Predicting Mortality and Functional Status Scores of Traumatic Brain Injury Patients using Supervised Machine Learning
Steinmetz, Lucas, Maheshwari, Shivam, Kazanjian, Garik, Loyson, Abigail, Alexander, Tyler, Margapuri, Venkat, Nataraj, C.
Traumatic brain injury (TBI) presents a significant public health challenge, often resulting in mortality or lasting disability. Predicting outcomes such as mortality and Functional Status Scale (FSS) scores can enhance treatment strategies and inform clinical decision-making. This study applies supervised machine learning (ML) methods to predict mortality and FSS scores using a real-world dataset of 300 pediatric TBI patients from the University of Colorado School of Medicine.
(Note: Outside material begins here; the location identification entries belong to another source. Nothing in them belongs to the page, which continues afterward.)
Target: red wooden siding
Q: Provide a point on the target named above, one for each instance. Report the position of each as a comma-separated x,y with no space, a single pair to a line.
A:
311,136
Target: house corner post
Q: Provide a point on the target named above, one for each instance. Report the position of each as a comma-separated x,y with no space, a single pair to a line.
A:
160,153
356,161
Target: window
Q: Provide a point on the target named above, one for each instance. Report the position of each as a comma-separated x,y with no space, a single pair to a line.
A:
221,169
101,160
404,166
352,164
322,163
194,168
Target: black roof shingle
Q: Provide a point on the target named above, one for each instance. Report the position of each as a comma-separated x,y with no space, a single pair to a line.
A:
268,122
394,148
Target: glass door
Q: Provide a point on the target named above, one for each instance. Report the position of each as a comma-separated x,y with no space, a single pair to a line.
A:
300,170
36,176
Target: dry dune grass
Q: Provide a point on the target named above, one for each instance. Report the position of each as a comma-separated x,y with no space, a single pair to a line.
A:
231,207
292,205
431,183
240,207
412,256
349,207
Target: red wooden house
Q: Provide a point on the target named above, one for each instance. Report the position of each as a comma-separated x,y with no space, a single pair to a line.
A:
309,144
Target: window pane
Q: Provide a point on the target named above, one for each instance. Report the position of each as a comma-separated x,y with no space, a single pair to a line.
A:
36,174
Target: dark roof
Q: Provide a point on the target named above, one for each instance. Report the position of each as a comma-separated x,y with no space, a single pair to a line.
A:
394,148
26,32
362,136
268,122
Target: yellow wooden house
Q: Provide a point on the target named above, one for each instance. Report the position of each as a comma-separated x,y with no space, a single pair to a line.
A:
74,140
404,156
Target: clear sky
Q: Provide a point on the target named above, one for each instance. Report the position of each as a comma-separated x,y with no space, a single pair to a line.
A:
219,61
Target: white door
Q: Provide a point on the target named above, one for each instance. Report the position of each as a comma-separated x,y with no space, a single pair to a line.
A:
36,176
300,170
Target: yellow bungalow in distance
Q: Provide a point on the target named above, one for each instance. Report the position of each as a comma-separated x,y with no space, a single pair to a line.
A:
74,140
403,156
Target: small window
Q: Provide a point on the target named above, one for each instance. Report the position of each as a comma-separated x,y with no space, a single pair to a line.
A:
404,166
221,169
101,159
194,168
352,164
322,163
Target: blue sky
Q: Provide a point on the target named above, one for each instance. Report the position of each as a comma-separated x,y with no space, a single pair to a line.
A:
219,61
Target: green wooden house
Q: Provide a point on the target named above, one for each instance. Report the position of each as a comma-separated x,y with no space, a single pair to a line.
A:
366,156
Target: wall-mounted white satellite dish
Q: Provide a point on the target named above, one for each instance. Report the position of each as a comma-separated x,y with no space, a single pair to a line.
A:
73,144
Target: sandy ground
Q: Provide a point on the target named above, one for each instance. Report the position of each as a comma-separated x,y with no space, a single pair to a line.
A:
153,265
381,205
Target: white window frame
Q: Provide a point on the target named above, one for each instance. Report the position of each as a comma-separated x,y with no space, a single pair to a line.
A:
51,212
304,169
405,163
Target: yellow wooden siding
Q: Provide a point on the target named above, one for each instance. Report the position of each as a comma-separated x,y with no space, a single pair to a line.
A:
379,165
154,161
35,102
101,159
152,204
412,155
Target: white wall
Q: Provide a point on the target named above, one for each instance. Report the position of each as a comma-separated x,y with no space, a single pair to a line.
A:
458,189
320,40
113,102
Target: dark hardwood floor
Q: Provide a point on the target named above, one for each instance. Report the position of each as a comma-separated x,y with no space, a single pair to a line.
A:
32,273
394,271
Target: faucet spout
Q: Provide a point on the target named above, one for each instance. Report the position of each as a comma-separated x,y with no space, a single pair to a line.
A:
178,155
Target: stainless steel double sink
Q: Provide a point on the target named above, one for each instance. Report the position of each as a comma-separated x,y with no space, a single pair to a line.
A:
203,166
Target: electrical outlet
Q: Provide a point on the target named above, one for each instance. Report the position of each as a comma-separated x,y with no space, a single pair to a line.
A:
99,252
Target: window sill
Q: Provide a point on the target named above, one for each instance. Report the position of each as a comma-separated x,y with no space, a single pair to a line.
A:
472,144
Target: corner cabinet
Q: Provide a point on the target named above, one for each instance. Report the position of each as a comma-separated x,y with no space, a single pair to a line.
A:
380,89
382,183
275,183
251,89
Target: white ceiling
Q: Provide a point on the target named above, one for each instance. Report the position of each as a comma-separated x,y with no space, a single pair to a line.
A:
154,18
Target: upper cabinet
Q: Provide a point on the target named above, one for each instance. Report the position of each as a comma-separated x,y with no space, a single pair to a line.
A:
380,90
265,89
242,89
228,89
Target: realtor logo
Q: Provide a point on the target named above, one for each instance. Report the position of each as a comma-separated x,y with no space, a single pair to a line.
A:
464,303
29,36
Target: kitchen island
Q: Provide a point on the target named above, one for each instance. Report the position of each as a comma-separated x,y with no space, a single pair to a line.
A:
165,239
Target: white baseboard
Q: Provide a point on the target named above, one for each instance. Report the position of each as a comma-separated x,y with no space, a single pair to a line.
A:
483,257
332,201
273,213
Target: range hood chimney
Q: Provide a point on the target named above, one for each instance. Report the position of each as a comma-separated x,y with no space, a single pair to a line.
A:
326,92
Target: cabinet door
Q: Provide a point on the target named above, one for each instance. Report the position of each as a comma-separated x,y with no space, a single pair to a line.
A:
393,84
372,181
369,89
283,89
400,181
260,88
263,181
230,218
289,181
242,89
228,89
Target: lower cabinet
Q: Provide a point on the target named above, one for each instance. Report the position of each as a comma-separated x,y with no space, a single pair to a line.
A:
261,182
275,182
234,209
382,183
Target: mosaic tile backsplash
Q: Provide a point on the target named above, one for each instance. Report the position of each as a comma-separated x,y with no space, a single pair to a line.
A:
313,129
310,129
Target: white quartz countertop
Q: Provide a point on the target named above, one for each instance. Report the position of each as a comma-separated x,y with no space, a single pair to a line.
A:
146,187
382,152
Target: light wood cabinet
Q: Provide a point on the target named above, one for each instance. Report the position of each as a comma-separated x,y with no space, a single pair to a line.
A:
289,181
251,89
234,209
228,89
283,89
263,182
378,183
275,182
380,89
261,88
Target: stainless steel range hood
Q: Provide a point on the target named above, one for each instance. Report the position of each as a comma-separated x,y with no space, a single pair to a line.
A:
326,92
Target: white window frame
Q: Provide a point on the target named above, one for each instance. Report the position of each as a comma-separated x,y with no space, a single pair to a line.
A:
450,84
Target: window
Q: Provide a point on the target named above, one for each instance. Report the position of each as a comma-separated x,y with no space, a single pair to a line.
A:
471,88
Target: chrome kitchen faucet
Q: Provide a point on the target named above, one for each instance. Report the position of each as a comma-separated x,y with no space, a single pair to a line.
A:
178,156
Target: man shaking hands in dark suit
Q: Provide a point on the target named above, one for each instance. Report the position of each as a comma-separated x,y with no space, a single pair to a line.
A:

The dataset captures clinical features, including demographics, injury mechanisms, and hospitalization outcomes. Eighteen ML models were evaluated for mortality prediction, and thirteen models were assessed for FSS score prediction. Performance was measured using accuracy, ROC AUC, F1-score, and mean squared error. Logistic regression and Extra Trees models achieved high precision in mortality prediction, while linear regression demonstrated the best FSS score prediction. Feature selection reduced 103 clinical variables to the most relevant, enhancing model efficiency and interpretability. This research highlights the role of ML models in identifying high-risk patients and supporting personalized interventions, demonstrating the potential of data-driven analytics to improve TBI care and integrate into clinical workflows.